02、使用flink计算kafka消费消息排行榜

时间：2020-07-12 19:26:36 阅读：253 评论：0 收藏：0 [点我收藏+]

1.安装

brew install kafka

2.出现日志

fangdada@fangdadadeMacBook-Pro ~ % brew install kafka  
Updating Homebrew...
==> Installing dependencies for kafka: zookeeper
==> Installing kafka dependency: zookeeper
==> Downloading https://mirrors.ustc.edu.cn/homebrew-bottles/bottles/zookeeper-3.5.7.catalina.bottle.tar.gz
Already downloaded: /Users/fangdada/Library/Caches/Homebrew/downloads/31a050802ee3cfb12bae4b108394d33f8194225f13294110a73c902754b3b4eb--zookeeper-3.5.7.catalina.bottle.tar.gz
==> Pouring zookeeper-3.5.7.catalina.bottle.tar.gz
Warning: This keg was marked linked already, continuing anyway
==> Caveats
To have launchd start zookeeper now and restart at login:
  brew services start zookeeper
Or, if you don‘t want/need a background service you can just run:
  zkServer start
==> Summary
??  /usr/local/Cellar/zookeeper/3.5.7: 394 files, 11.3MB
==> Installing kafka
==> Downloading https://mirrors.ustc.edu.cn/homebrew-bottles/bottles/kafka-2.5.0.catalina.bottle.tar.gz
Already downloaded: /Users/fangdada/Library/Caches/Homebrew/downloads/e3a6462603701dfff8faf7c44c8daa08043a1f4401bf2e726ce388b68e633aa4--kafka-2.5.0.catalina.bottle.tar.gz
==> Pouring kafka-2.5.0.catalina.bottle.tar.gz
==> Caveats
To have launchd start kafka now and restart at login:
  brew services start kafka
Or, if you don‘t want/need a background service you can just run:
  zookeeper-server-start /usr/local/etc/kafka/zookeeper.properties & kafka-server-start /usr/local/etc/kafka/server.properties
==> Summary
??  /usr/local/Cellar/kafka/2.5.0: 187 files, 58.6MB
==> Caveats
==> zookeeper
To have launchd start zookeeper now and restart at login:
  brew services start zookeeper
Or, if you don‘t want/need a background service you can just run:
  zkServer start
==> kafka
To have launchd start kafka now and restart at login:
  brew services start kafka
Or, if you don‘t want/need a background service you can just run:
  zookeeper-server-start /usr/local/etc/kafka/zookeeper.properties & kafka-server-start /usr/local/etc/kafka/server.properties

3.日志中很清楚看到，软件安装的位置、配置文件的位置以及如何启动它们

位置：

/usr/local/Cellar/zookeeper
/usr/local/Cellar/kafka

配置文件位置：

/usr/local/etc/kafka/server.properties
/usr/local/etc/kafka/zookeeper.properties

启动命令：

zookeeper-server-start /usr/local/etc/kafka/zookeeper.properties &
kafka-server-start /usr/local/etc/kafka/server.properties &

4.直接启动

zookeeper-server-start /usr/local/etc/kafka/zookeeper.properties &
kafka-server-start /usr/local/etc/kafka/server.properties &

5.创建名为fangdada的topic

由于我的2181端口不知道被什么占用，kill后，还是占用状态，重启也不行，所以把zk启动端口设置成2182了，在上面的zk配置文件中配置即可。

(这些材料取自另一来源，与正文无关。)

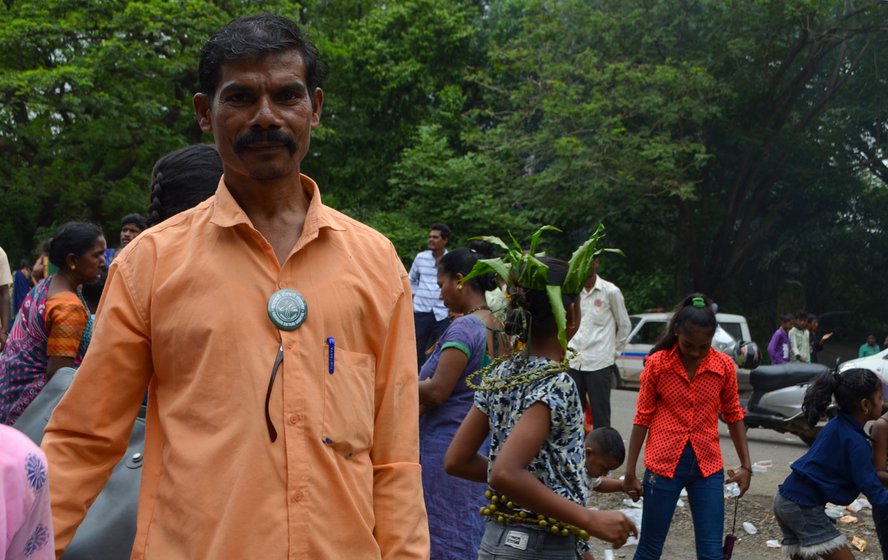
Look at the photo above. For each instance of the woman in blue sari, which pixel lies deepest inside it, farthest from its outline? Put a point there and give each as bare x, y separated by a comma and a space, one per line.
469, 343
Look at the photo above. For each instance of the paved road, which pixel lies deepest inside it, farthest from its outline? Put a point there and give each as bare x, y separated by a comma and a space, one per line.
780, 449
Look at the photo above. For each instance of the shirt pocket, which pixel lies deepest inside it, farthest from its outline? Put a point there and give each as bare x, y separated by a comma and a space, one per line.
349, 403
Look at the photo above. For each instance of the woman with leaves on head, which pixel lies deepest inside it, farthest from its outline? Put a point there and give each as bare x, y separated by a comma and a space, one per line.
529, 407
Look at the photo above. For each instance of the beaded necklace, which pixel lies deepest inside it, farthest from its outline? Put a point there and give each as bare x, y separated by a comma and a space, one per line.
523, 377
479, 308
504, 510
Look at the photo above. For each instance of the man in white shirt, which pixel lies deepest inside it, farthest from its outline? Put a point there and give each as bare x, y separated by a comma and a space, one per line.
430, 316
5, 307
602, 335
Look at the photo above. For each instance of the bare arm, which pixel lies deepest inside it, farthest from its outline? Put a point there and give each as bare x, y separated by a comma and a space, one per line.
462, 458
742, 476
434, 391
609, 485
511, 477
631, 483
879, 435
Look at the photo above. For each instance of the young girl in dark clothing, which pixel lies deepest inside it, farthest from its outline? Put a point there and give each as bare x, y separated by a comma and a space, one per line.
836, 469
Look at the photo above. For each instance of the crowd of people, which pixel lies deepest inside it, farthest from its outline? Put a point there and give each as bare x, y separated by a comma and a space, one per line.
431, 413
798, 339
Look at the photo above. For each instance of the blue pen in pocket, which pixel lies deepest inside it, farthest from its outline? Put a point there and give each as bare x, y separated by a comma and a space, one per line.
331, 351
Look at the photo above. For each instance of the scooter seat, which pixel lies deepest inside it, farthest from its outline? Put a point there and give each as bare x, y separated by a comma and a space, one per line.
771, 378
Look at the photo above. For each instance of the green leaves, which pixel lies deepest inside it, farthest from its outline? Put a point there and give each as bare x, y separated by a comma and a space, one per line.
525, 269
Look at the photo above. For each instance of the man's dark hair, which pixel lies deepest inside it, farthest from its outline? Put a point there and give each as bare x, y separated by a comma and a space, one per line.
442, 228
137, 220
255, 36
608, 442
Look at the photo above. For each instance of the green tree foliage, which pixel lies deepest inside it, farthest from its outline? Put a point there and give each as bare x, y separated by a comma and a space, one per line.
728, 146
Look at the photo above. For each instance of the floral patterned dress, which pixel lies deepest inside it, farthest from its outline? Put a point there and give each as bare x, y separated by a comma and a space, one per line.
25, 517
47, 325
560, 463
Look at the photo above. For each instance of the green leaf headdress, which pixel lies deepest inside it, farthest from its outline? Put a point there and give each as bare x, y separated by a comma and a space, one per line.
524, 269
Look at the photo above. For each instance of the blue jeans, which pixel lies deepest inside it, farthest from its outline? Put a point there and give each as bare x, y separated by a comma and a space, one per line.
706, 499
880, 516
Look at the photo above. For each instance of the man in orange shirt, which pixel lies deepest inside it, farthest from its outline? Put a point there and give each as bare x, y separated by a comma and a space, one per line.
282, 397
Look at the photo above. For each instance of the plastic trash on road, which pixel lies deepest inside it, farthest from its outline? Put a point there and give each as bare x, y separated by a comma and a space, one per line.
858, 543
833, 511
858, 505
762, 466
732, 490
635, 516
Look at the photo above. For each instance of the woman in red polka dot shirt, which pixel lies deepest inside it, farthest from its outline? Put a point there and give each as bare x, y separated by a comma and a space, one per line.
684, 385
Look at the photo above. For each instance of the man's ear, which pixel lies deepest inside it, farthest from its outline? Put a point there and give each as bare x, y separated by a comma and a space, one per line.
202, 111
317, 103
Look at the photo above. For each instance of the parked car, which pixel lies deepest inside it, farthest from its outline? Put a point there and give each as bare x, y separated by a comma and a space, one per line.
877, 363
647, 328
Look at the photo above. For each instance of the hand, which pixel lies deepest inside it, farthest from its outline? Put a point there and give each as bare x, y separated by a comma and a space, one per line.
742, 476
611, 526
632, 486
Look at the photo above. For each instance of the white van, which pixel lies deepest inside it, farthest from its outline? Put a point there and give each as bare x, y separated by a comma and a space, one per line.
647, 328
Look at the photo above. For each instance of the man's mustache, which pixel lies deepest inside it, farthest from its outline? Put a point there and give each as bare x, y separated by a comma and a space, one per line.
244, 141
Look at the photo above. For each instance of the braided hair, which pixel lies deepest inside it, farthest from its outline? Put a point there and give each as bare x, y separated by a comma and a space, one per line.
849, 388
695, 310
183, 179
461, 261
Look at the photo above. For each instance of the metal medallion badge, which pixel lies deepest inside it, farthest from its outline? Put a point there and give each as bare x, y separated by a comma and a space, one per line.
287, 309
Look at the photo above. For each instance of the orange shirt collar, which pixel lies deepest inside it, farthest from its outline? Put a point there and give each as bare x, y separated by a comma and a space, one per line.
227, 212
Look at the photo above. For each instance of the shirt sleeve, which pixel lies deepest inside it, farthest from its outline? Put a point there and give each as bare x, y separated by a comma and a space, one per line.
414, 274
864, 475
65, 319
90, 428
646, 404
621, 318
731, 410
401, 521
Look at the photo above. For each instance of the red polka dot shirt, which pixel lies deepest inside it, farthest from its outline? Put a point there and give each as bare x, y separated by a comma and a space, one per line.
677, 410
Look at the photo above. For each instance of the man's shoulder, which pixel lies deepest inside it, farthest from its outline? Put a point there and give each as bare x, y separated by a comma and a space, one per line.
608, 286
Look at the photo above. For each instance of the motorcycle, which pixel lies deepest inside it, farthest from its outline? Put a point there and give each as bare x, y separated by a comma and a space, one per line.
777, 395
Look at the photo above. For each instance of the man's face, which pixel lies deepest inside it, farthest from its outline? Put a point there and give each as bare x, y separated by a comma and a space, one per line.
261, 116
127, 233
436, 241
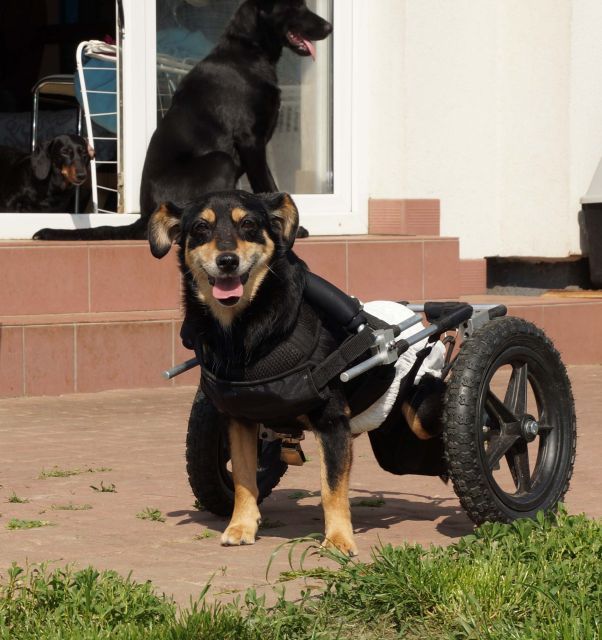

kafka-topics --create --zookeeper localhost:2182 --replication-factor 1 --partitions 1 --topic fangdada

结果：

技术分享图片

6.查看创建的topic

kafka-topics --list --zookeeper localhost:2182

结果可以看到fangdada的topic被创建了：

fangdada@fangdadadeMacBook-Pro ~ % kafka-topics --list --zookeeper localhost:2182
__consumer_offsets
fangdada
test

7.发送消息（zk默认端口是2181，kafka默认端口是9092，不要搞混了）

kafka-console-producer --broker-list localhost:9092 --topic fangdada

8.接收消息

  kafka-console-consumer --bootstrap-server localhost:9092 --topic fangdada --from-beginning

9.结果

技术分享图片

10.需求分解（下面代码转自开源项目God-Of-BigData）

* 告诉 Flink 框架基于时间做窗口，我们这里用processingTime，不用自带时间戳
* 过滤出图书点击行为数据
* 按一小时的窗口大小，每5秒钟统计一次，做滑动窗口聚合（Sliding Window）
* 聚合，输出窗口中点击量前N名的商品

代码：（虽然不太明白什么意思，但是觉得很牛逼）

package com.myflink.changxiao;

import org.apache.flink.api.common.functions.FlatMapFunction;
import org.apache.flink.api.common.serialization.SimpleStringSchema;
import org.apache.flink.api.java.tuple.Tuple2;
import org.apache.flink.streaming.api.TimeCharacteristic;
import org.apache.flink.streaming.api.datastream.DataStream;
import org.apache.flink.streaming.api.environment.StreamExecutionEnvironment;
import org.apache.flink.streaming.api.functions.windowing.ProcessAllWindowFunction;
import org.apache.flink.streaming.api.windowing.assigners.SlidingProcessingTimeWindows;
import org.apache.flink.streaming.api.windowing.assigners.TumblingProcessingTimeWindows;
import org.apache.flink.streaming.api.windowing.time.Time;
import org.apache.flink.streaming.api.windowing.windows.TimeWindow;
import org.apache.flink.streaming.connectors.kafka.FlinkKafkaConsumer09;
import org.apache.flink.util.Collector;

import java.sql.Timestamp;
import java.util.Comparator;
import java.util.Map;
import java.util.Properties;
import java.util.TreeMap;

/**
 * @author fangdada
 * @date 2020/7/11 10:16 下午
 * @Version 1.0
 */
public class TopN {
    public static void main(String[] args) throws Exception {
        /**
         *
         *  书1 书2 书3
         *  （书1,1） (书2，1) （书3,1）
         */
        //每隔5秒钟 计算过去1小时 的 Top 3 商品
        StreamExecutionEnvironment env = StreamExecutionEnvironment.getExecutionEnvironment();

        env.setParallelism(1);

        env.setStreamTimeCharacteristic(TimeCharacteristic.ProcessingTime); //以processtime作为时间语义


        Properties properties = new Properties();
        properties.setProperty("bootstrap.servers", "127.0.0.1:9092");
        FlinkKafkaConsumer09<String> input = new FlinkKafkaConsumer09<>("fangdada", new SimpleStringSchema(), properties);


        //从最早开始消费 位点
        input.setStartFromEarliest();


        DataStream<String> stream = env
                .addSource(input);

        DataStream<Tuple2<String, Integer>> ds = stream
                .flatMap(new LineSplitter()); //将输入语句split成一个一个单词并初始化count值为1的Tuple2<String, Integer>类型


        DataStream<Tuple2<String, Integer>> wcount = ds
                .keyBy(0)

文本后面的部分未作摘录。